A simple question answered with an often-convoluted, sputtered limerick, spinning a tale of sincerity from a well-lit stage. Certainly, mainline Evangelical churches would step up to the mic and belt out a resounding yes to such an antiquated query. Yet this answer is often muffled by a well-stuffed pillow in the echo chamber of modern church culture.
Birthed in suburbia, mega churches cut their teeth in the 70’s & 80’s, attracting the corporate masses fleeing the city life. Enduring the growing pains to become behemoths, these churches morphed into movements whose influence would spread regionally, nationally, and even globally in the mid-nineties through mid-2000’s. Their magnetic appeal drew in thousands of attendance-starved congregational leaders, mimicking their every move, clinging to hope that emerging suburban culture would fill the rural pew.
Cloaked in the leadership style of their chosen emperor, local pastors initiated the cloning process by reading books, watching videos, attending conferences, and inviting sanseis & consultants in for this emergent phenomenon. Retrofitting themselves with pre-assembled strategies, well lubed pipelines, new dialects, U-2/Coldplay music with a Jesus flare, all wrapped in suburban tight jeans with a side of man-bun. Leaders injected this engineered, synthetic cultural serum into their churches, hoping to cure an ever-growing attrition rate.
After twenty-five years of farming this new frontier, fruit must certainly be exploding out of these looms. Mega movements, with their charismatic leaders raking in untold royalties, must be resulting in congregations exploding in new birth. Leaders everywhere in America must be clamoring for capital from their congregants to expand facilities to facilitate this massive growth.
If this is the case, then why are more churches closing than opening in America? Why are these cultural waves unable to coax the spiritually adrift?

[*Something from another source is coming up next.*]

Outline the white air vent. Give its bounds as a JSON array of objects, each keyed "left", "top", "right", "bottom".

We’ve ran the purpose driven bases of Saddleback, sought-the-sensitive of Willow Creek, growth tracked the Highlands, visioned the North Point, and been thoroughly Maxwelled. All these movements, with their finely tuned cultures, have fallen miserably short of moving the needle of spiritual transformation. What they have excelled in, however, is mastering the art of sheep trading. The church with the most seductive stable, attracts the most sheep.
It’s brilliant! Create an enticing culture from ACME. Inc church that lures in bored, disgruntled sheep from other pens, and watch the growth commence! Pivot from pursuing the lost, entertain the churched, mimic the mega, and watch this formula fill your auditoriums. What we call growth, was once labeled proselytizing.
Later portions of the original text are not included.